The 13th series of The Block begins on Channel 9 on Sunday night, posing the question as to whether the enduring reality renovation series has finally run out of puff.
Even host Scott Cam told The New Daily at the series launch in Melbourne the producers and crew take it “one Block at a time”.
The show has come a long way since it started with Jamie Durie wandering along the beach in Sydney’s Bondi introducing a comparatively simple series where four couples took on renovating four apartments in a pretty standard apartment block.
But can it keep delivering?
Scotty pointed out that the major change in the series has been the emergence of a “well-oiled machine” of tradies and producers who work with the Blockheads to tackle the massive renovation for this new series.

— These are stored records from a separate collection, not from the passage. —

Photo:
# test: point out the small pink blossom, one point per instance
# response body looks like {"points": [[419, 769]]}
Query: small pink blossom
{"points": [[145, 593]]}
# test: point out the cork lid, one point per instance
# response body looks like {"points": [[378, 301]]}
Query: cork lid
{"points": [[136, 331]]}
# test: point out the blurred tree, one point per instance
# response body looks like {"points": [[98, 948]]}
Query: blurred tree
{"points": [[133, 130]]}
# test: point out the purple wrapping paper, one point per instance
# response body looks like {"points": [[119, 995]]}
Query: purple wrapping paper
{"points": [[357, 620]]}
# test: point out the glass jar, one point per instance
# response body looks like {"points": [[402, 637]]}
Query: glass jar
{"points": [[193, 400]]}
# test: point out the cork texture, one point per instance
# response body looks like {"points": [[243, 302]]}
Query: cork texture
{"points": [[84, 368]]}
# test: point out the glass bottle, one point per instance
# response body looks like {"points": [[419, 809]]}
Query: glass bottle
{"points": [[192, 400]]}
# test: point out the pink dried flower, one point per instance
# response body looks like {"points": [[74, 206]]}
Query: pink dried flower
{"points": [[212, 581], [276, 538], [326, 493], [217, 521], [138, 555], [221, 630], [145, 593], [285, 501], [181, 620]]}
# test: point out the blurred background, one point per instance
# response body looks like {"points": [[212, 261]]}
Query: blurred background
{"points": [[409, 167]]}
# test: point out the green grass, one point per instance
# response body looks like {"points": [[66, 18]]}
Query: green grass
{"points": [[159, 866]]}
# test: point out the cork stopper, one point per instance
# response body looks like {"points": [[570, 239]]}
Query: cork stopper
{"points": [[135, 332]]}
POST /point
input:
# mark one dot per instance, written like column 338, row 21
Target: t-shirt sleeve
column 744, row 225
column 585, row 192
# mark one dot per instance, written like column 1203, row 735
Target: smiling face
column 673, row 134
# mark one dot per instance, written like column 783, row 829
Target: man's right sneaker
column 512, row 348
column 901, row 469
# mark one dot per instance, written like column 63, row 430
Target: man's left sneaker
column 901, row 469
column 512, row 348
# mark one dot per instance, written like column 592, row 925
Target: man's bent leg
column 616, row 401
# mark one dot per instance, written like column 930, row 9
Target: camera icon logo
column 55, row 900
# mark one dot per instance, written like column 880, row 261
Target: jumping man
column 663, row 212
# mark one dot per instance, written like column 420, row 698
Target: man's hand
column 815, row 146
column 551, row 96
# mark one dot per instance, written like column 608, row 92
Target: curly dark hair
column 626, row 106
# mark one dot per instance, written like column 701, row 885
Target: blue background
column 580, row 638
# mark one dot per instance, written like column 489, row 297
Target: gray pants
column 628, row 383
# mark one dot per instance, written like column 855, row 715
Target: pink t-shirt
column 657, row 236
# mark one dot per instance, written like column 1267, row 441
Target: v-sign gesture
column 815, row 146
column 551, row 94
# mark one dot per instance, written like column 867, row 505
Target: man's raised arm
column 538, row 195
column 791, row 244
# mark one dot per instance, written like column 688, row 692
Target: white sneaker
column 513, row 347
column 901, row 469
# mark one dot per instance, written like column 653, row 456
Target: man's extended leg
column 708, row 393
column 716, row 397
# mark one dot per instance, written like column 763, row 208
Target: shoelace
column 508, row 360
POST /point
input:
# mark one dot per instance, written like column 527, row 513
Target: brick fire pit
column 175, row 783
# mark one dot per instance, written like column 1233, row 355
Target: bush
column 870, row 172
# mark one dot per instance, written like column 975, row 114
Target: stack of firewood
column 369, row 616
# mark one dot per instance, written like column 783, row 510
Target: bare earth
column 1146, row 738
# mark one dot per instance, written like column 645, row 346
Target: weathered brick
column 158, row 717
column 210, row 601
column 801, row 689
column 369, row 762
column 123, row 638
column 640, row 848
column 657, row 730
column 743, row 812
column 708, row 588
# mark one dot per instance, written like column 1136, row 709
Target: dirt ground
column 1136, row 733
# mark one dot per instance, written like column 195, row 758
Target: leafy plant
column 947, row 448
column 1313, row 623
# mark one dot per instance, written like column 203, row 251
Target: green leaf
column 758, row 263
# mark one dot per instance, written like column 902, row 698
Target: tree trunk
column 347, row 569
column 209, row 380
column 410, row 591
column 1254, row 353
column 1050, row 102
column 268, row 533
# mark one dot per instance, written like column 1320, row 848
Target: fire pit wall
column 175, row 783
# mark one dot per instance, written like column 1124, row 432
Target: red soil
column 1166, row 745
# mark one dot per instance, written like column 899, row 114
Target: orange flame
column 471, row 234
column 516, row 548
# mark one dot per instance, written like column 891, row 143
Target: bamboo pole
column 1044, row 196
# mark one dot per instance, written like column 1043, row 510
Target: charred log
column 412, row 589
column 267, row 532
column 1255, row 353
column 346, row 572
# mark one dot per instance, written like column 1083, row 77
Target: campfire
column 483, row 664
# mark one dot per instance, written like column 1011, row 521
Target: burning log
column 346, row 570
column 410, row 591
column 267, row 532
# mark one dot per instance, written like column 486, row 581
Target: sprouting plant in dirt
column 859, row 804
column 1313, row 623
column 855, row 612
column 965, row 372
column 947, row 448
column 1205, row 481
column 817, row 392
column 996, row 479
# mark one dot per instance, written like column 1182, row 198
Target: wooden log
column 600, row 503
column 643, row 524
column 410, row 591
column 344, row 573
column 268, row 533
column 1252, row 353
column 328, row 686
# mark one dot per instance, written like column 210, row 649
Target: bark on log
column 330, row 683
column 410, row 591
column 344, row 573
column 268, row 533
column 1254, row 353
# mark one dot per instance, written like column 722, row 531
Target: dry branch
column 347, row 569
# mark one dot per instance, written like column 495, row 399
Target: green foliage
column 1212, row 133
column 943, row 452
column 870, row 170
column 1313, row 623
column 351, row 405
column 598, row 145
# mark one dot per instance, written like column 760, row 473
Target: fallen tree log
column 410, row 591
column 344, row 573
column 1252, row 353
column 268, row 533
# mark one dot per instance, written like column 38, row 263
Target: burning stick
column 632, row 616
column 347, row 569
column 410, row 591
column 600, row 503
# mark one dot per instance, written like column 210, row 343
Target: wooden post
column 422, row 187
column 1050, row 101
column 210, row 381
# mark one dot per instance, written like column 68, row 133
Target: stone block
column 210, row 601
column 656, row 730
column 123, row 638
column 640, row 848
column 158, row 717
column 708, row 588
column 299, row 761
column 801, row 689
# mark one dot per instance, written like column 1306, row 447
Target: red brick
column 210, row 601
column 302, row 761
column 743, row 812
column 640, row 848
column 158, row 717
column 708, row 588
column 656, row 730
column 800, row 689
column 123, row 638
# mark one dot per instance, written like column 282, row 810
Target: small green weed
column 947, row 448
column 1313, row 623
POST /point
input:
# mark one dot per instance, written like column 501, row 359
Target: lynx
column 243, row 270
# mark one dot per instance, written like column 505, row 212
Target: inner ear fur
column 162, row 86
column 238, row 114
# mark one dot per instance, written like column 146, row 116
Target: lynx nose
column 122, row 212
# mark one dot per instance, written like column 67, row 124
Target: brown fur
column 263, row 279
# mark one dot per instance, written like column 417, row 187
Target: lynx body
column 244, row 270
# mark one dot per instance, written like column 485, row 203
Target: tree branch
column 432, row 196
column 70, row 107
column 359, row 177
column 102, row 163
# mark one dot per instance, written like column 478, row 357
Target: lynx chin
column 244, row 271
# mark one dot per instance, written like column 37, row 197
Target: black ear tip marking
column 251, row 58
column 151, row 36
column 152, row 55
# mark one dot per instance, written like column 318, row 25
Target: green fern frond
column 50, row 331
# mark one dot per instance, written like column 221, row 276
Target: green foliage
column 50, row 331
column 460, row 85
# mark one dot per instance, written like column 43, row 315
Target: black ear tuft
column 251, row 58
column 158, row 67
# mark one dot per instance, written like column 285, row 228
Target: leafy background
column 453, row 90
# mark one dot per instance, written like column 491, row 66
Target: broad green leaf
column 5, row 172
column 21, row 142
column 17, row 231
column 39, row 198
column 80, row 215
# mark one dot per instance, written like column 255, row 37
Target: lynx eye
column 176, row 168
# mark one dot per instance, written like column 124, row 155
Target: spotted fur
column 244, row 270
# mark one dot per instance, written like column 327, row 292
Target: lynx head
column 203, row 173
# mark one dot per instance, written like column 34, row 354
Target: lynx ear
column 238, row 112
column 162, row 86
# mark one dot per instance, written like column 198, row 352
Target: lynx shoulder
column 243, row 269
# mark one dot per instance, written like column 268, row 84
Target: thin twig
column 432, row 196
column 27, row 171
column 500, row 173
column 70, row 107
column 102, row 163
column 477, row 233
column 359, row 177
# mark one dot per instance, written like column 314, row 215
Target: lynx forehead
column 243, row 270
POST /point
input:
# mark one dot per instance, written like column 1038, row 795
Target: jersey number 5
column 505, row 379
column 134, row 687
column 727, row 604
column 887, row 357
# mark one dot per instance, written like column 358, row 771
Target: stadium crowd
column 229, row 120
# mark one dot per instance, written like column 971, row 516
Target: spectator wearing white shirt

Five 1920s weatherboard houses – marked for demolition – have been rescued, sawn in half, transported and rebuilt side-by-side on a block in a fairly ordinary street in the Melbourne suburb of Elsternwick.
“We would never have taken this on 10 years ago, five five-bedroomed homes with three car garages on a block of land in 12 weeks. It’s not impossible for us anymore,” Cam said.
By now, we all are now pretty familiar with the format and the casting. This year is no exception.
There are the Scrappers who are Experts, the Reno Rookies, the Beautiful Young Things, the Doing It Toughs and the Country Boys.
Early leaders in the “we hope they do well” stakes are Wombat and Stick – mates since childhood – from rural New South Wales.
Wombat (he looks a bit like one) – with his flowing red beard, overalls and bush hat – lives in a shipping container. He’s hoping The Block will give him the skills to convert that into a home.
Stick (he was skinny as a kid) pays tribute to the team behind them.
“It’s a team who do it but we’re just the ones at the front. I wish we could give them a bit more recognition for what they do,” he told The New Daily.
Are they ready for TV fame? Not really.
“Wombat was out buying a pie this morning and someone said, ‘I’ve only seen one ad and I know it’s you,’ and he went, ‘Oooooh’.”
The other stars of this series are the vintage houses. The Blockheads must keep the character and features in their build.
Choosing houses for this series is a smart move. There’s more take-home information for would-be renovators who don’t want to live in cold, modern apartments.
Channel 9’s got a tough task with this series, having rewritten the reality show bible with Australian Ninja Warrior where pace and energy replaced the long, drawn-out pauses and manufactured moments that have been the mainstays of shows like The Block.
But producers quickly rip into the action in first episode – renovating a bedroom in 48 hours and allowing the winner to choose the house they renovate.
Sure, it takes two episodes to get to see who won – but the pacing is energetic and the show whizzes by.
Scott Cam refused to name his favourite Block building, saying, “I love them all equally, like my children.”
But, in future, he might have to admit this project is special. A sneak peek reveals well-thought out, comfortable homes, which could bust the selling price records and perhaps ratings.
“Families love it. Mums and Dads are out there doing what we do every weekend. When you own a house you have just completed a reno, about to do a reno or planning one. Everybody wants to improve something.”
Seems there’s plenty of life in the old girl yet.